The Scot Tissue ad states outright that companies who don't provide proper accommodations for their workers face the greatest fear of capitalist employers - a union, or a revolution of the proletariat. Buying Scot Tissue Towels, it asserts, will keep the workers content (at least while they're drying their hands). Asserting their product as one of the causes behind the implied calm and effectiveness present in large companies such as Campbell's Soup, the marketers at Scot Tissue lead the audience to believe that providing employees with their paper towels will not only quell the revolution, but ensure economic longevity.

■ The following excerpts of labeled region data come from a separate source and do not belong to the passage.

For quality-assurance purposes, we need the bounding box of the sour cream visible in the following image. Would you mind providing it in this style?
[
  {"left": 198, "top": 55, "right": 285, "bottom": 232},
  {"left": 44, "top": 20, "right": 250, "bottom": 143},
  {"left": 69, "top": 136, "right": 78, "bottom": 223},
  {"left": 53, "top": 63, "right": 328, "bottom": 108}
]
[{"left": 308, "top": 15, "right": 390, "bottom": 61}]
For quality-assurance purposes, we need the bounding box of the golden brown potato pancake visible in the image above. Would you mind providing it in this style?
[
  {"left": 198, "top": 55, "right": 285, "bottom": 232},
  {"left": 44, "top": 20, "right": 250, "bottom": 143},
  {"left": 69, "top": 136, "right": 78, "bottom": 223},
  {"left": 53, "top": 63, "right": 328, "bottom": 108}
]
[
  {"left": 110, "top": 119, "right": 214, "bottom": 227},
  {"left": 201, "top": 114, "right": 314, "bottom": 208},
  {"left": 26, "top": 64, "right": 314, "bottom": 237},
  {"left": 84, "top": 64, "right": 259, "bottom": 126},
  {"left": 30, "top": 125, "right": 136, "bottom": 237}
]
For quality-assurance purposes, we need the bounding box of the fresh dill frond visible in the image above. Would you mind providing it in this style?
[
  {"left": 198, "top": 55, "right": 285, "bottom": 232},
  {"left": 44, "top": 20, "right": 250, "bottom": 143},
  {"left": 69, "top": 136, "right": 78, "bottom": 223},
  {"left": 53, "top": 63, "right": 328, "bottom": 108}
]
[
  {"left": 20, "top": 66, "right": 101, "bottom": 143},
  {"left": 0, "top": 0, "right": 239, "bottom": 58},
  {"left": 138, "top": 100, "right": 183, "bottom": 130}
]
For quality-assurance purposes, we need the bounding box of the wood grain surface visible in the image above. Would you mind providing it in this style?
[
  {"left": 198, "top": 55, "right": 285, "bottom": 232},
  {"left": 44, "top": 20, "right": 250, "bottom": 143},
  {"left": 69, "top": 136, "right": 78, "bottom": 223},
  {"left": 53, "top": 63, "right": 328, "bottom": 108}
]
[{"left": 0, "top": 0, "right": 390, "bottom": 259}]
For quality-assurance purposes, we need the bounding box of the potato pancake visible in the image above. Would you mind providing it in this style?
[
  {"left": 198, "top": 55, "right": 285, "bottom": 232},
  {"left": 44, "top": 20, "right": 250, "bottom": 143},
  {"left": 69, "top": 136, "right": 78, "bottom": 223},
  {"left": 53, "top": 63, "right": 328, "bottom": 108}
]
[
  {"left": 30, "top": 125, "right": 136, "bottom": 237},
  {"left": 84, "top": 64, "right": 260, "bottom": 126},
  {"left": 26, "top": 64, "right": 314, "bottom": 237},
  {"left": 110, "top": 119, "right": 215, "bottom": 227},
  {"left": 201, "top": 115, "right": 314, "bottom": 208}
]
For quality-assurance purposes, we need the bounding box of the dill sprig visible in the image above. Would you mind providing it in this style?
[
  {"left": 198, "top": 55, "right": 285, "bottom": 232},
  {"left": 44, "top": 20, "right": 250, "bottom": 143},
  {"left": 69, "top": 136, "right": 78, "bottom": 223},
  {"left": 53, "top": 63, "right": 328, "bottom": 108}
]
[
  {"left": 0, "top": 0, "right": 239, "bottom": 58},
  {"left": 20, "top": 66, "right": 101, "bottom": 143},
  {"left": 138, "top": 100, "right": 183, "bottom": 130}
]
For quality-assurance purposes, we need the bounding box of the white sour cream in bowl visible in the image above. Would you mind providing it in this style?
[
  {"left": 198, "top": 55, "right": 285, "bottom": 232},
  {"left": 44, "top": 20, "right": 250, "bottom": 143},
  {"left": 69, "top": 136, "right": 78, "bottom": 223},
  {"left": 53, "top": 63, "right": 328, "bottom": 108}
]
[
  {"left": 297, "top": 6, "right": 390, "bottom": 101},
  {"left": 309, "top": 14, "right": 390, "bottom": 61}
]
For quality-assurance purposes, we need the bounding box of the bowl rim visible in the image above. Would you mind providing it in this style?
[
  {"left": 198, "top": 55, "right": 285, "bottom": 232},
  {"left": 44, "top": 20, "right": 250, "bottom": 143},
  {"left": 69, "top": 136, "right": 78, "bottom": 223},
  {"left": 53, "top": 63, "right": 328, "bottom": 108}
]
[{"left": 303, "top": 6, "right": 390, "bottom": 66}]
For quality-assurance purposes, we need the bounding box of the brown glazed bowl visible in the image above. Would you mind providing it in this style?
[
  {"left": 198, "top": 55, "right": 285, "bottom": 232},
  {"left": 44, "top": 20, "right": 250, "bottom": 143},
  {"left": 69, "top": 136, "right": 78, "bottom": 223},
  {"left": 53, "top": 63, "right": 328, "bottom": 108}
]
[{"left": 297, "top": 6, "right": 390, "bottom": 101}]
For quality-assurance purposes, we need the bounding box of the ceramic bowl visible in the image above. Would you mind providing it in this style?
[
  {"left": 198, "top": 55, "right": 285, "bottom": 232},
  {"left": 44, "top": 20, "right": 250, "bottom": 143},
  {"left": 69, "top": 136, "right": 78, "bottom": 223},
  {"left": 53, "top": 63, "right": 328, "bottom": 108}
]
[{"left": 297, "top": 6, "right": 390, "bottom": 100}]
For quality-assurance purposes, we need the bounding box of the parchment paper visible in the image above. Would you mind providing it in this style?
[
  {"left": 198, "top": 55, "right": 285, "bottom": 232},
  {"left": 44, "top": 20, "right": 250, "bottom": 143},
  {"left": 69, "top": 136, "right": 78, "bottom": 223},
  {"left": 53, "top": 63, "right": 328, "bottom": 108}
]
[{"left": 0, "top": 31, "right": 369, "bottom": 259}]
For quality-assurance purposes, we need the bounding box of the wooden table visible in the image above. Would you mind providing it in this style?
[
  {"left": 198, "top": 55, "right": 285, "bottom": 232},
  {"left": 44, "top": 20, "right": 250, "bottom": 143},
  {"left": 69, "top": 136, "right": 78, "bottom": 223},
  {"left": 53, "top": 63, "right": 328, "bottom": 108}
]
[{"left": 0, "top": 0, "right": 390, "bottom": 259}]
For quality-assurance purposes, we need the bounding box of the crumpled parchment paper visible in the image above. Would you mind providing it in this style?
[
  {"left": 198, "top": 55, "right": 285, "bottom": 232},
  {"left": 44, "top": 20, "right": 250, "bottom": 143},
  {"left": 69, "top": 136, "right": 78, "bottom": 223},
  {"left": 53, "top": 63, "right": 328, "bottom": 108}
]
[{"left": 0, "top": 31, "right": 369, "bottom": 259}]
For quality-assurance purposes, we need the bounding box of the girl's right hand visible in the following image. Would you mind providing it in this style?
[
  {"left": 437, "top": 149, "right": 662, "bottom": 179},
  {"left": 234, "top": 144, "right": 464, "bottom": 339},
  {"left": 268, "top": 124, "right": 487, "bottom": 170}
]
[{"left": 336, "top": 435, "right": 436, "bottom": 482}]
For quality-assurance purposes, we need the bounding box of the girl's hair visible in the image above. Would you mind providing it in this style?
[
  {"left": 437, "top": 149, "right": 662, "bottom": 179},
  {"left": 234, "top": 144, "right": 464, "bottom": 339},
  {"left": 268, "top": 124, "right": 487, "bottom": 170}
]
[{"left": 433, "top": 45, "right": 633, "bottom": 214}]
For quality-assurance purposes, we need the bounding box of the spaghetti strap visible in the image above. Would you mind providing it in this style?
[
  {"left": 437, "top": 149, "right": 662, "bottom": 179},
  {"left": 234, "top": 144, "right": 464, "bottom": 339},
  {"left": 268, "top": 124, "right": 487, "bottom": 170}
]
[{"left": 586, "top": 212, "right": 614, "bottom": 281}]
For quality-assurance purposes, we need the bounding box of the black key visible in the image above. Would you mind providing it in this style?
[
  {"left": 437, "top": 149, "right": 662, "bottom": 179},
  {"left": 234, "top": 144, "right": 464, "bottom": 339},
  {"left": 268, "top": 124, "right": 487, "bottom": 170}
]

Playing on the fears present during the Red Scare (see the kairos post for more detail), the ad barely needs to state that keeping down a workers' revolution would be a positive outcome. The ad also claims that Scot Tissue paper towels are economically wise, as a worker would only need to use one instead of three or four to dry their hands. The action that the marketers would like their audience to take is clearly to purchase the paper towels. However, this ad also encourages a general disdain for Bolshevism, picturing the worker as dissatisfied, with a scheming face and a mischievous mustache.
By encouraging patriotic prejudice, this ad brings the concept of eliminating Bolshevism and the communist ideology in general into the realm of the public. The CEOs may stop the spread of communism by properly supplying their workers; a good american may stop the spread of communism by being content with the life their supervisors have given them.
I like how you recognized that the central threat of washroom Bolshevism wasn't just a random piggyback on the Communist paranoia of the time, but an implied threat of a socialist rebellion among the workers. It is apparent that ad is cleverly connecting something employers fear - worker discontentment and revolt - with something everyone at that feared, Communism, and claiming that it's products will alleviate both fears.